O ministro Moreira Franco cita, no entanto, polos regionais que têm necessidade de maior volume de voos e poder aquisitivo suficiente para arcar com os serviços, como Macaé, no Rio de Janeiro, onde é forte a indústria petrolífera, Ribeirão Preto, em São Paulo, e Uberlândia, em Minas Gerais, que são centros do agronegócio.
Infraero

Macaé: demanda da indústria petrolífera
“O investidor vai saber, tem sensibilidade para ver se o ambiente e a segurança do negócio são favoráveis”, ressaltou o ministro. Ele citou como exemplo o Aeroporto de Angra dos Reis, polo turístico no litoral do Rio, administrado por um consórcio privado desde 2005 e que será ampliado com recursos do plano de aviação regional.

Para Fernandes, podem ser atrativos aeroportos que explorem “nichos” turísticos ou empresariais e que não dependam somente da demanda cotidiana de passageiros. Além de Macaé, ele destacou o Aeroporto de Cabo Frio, também no Rio, administrado pela iniciativa privada e que opera voos internacionais de cargas. “O aeroporto vive de cargas, não de passageiros. Eu acho que só com passageiros, sem que haja um direcionamento empresarial, [os aeroportos regionais] serão deficitários”, disse.

Empresas

Respício do Espírito Santo questiona a sustentabilidade de metas tão amplas como as apresentadas pelo governo. “Se ninguém pousa, quem é que vai se interessar em investir na ampliação e modernização de aeroportos”, declarou.

Em sua opinião, para que a aviação regional no Brasil de fato decole é essencial o surgimento de novas empresas aéreas dedicadas exclusivamente a este segmento, inclusive com incentivos fiscais.
Geraldo Magela/Agência Senado

Respício defende incentivos a novas companhias aéreas
“O Brasil carece de empresas regionais de fato, por isso deveria haver estímulo para que os empresários, profissionais do setor, constituíssem companhias especificamente regionais, sem limitação de acesso ao capital 100% estrangeiro”, declarou. “[Poderia ser capital] dos Estados Unidos, árabe, chinês, alemão. Seria um passo para modernizar a aviação no Brasil”, acrescentou Respício.

A proposta do professor precisaria de forte apoio político, pois a legislação brasileira não permite participação estrangeira acima de 49% nas empresas aéreas e teria que ser modificada.
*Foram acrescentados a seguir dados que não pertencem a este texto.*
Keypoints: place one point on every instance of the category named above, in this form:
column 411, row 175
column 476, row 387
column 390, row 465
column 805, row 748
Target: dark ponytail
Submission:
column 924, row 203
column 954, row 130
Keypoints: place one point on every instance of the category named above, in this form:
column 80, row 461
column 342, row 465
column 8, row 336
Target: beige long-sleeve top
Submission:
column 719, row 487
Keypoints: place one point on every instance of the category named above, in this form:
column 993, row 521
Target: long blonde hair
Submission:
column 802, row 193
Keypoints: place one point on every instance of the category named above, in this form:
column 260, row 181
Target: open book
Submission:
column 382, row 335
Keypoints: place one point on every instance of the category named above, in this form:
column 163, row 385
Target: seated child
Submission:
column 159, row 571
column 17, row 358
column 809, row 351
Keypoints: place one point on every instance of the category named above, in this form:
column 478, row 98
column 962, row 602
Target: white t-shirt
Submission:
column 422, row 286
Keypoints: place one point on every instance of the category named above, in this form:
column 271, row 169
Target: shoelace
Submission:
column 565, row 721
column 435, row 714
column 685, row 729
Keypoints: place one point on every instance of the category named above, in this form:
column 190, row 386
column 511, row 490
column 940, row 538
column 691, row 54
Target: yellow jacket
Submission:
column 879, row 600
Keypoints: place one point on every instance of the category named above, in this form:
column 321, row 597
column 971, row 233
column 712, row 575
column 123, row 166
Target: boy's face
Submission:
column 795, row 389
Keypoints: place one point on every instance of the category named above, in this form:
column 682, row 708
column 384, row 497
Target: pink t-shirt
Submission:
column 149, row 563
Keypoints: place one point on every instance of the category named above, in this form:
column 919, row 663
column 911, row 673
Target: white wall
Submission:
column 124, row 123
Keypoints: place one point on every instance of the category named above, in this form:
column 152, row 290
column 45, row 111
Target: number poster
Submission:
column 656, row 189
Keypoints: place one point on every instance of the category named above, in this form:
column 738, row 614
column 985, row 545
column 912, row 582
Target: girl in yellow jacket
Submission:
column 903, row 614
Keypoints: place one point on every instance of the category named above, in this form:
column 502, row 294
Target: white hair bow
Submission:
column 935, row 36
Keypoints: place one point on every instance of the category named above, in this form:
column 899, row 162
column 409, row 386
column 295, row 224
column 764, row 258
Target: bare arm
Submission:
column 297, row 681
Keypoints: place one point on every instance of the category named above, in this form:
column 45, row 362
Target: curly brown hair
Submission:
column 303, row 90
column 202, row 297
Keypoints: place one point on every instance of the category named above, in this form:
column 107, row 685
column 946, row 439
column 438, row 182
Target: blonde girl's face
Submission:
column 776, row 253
Ele destaca, porém, que tal iniciativa, além de investimentos, traria know-how internacional para o setor.

Respício não acredita que as companhias brasileiras terão interesse em atuar na aviação regional da forma que o governo quer. Isto porque o mercado nacional é dominado por quatro empresas que operam aviões de grande porte e rotas de alta procura: TAM, Gol, Azul e Avianca.

“Estas operações [de empresas regionais] existem na Europa, Ásia, Canadá, mas no Brasil ninguém quer operar, pois a estrutura de custos de uma empresa grande é gigantesca, ela não vai se preocupar com isso (rotas com poucos passageiros)”, destacou.

Os analistas avaliam que dificilmente este ano haverá ainda alguma novidade grande na área, por causa da eleição presidencial de outubro. “Mesmo processos que estão mais maduros, como o dos portos, vão ficar para o ano que vem”, disse Sundfeld.

O próprio ministro concorda que o rumo do programa vai depender do próximo governo. Ele ressaltou, no entanto, que os estudos ambientais e análises do Tribunal de Contas estão em andamento para o lançamento de editais de licitação, e disse que investidores interessados podem procurar a SAC para obter mais informações. O site da secretaria éwww.aviacaocivil.gov.br.